Outrossim, a portaria também vai contra o entendimento do STF, que entendeu pela constitucionalidade da obrigatoriedade da vacinação ao julgar as Ações Diretas de Inconstitucionalidade (ADIs) 6586 e 6587, conforme pode ser visto no trecho abaixo do acórdão:

"II  A obrigatoriedade da vacinação a que se refere a legislação sanitária brasileira não pode contemplar quaisquer medidas invasivas, aflitivas ou coativas, em decorrência direta do direito à intangibilidade, inviolabilidade e integridade do corpo humano, afigurando-se flagrantemente inconstitucional toda determinação legal, regulamentar ou administrativa no sentido de implementar a vacinação sem o expresso consentimento informado das pessoas. III  A previsão de vacinação obrigatória, excluída a imposição de vacinação forçada, afigura-se legítima, desde que as medidas às quais se sujeitam os refratários observem os critérios constantes da própria Lei 13.979/2020, especificamente nos incisos I, II, e III do §2º do artigo 3º, a saber, o direito à informação, à assistência familiar, ao tratamento gratuito e, ainda, ao "pleno respeito à dignidade, aos direitos humanos e às liberdades fundamentais das pessoas", bem como os princípios da razoabilidade e da proporcionalidade, de forma a não ameaçar a integridade física e moral dos recalcitrantes" [5] (grifos do autor).

A portaria em testilha também vai contra o entendimento do TST, que, inclusive, exige a vacinação para adentrar em suas dependências (ato 279/2021) [6].

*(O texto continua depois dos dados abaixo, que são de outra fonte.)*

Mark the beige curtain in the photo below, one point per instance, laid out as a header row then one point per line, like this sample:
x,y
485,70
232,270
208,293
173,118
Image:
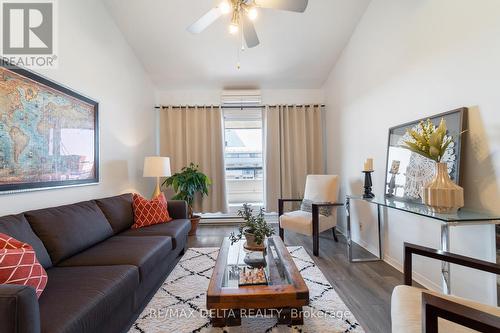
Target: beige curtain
x,y
194,134
293,144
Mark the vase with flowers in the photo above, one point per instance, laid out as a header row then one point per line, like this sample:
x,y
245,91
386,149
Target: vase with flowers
x,y
254,228
441,194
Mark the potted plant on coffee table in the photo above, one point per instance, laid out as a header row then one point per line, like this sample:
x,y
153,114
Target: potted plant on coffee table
x,y
254,227
187,184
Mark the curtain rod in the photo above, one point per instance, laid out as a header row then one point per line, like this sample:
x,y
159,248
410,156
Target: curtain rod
x,y
236,106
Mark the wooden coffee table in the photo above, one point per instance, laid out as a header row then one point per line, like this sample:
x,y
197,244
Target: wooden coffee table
x,y
284,295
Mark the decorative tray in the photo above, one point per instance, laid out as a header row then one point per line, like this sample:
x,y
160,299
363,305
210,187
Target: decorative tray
x,y
249,276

Enfim, a dita portaria do Ministério do Trabalho deve ser simplesmente desconsiderada em face da sua ilegalidade e inconstitucionalidade, de modo que a pessoa que opta por não se vacinar tem que assumir sozinho o ônus da sua escolha, devendo efetivamente se isolar, não podendo aumentar o risco de contágio das pessoas que receberam a vacinação ou até mesmo das que ainda não receberam por causa da idade ou por questões de saúde.

É por essa razão que o empregador, público ou privado, pode demitir quem opta por não se vacinar, devendo, em verdade, assim o fazer, pois o artigo 7º, XII, da Constituição, prevê como direito dos trabalhadores a "redução dos riscos inerentes ao trabalho, por meio de normas de saúde".

Conclusão
Estamos enfrentando uma pandemia de uma dimensão nunca vista pelos atuais membros da nossa sociedade. A principal arma para enfrentar a referida realidade já se sabe qual é: a vacinação de todas e todos. Entretanto, infelizmente, algumas pessoas negam a eficácia da vacina e se recusam a receber a mesma.

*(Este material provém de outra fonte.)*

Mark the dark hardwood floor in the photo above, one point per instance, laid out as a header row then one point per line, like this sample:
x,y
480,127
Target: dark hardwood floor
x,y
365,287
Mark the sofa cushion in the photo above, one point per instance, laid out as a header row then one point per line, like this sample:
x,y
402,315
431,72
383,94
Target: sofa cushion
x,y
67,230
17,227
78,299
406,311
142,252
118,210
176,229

Vimos que ninguém pode ser forçado a se vacinar, porém não podemos confundir a vacinação forçada com a vacinação obrigatória. Assim, um superior hierárquico pode e até mesmo deve exigir que os seus subordinados recebam a vacina contra o novo coronavírus na medida em que cada um for contemplado pelo Plano Nacional de Vacinação da Covid-19 [7]

Caso a determinação supra não seja cumprida, o empregador não poderá vacinar o seu subordinado à força, mas deverá tomar as medidas cabíveis, incluindo o afastamento (demissão) do seu funcionário, não podendo uma portaria do Poder Executivo impedir que aconteça dessa forma.

Enfim, a Portaria 620 é formalmente e materialmente inconstitucional, pois se trata de uma usurpação pelo Executivo de uma atribuição do Poder Legislativo e que atenta contra o principal direito fundamental: a vida.

 

Referências bibliográficas
https://www.bbc.com/portuguese/brasil-52042879.

https://www.gov.br/saude/pt-br/media/pdf/2021/marco/23/plano-nacional-de-vacinacao-covid-19-de-2021.

https://www.infoescola.com/saude/principais-epidemias-ocorridas-no-brasil/.

https://portal.stf.jus.br/processos/downloadPeca.asp?id=15346093809&ext=.pdf.

https://super.abril.com.br/historia/oswaldo-cruz-e-a-variola-a-revolta-da-vacina/.

https://www.tst.jus.br/web/guest/-/tst-passa-a-exigir-comprovante-de-vacina%C3%A7%C3%A3o-para-ingresso-e-circula%C3%A7%C3%A3o%C2%A0

SILVA, José Afonso da. Curso de Direito Constitucional Positivo. 43ªed. São Paulo: Malheiros, 2020.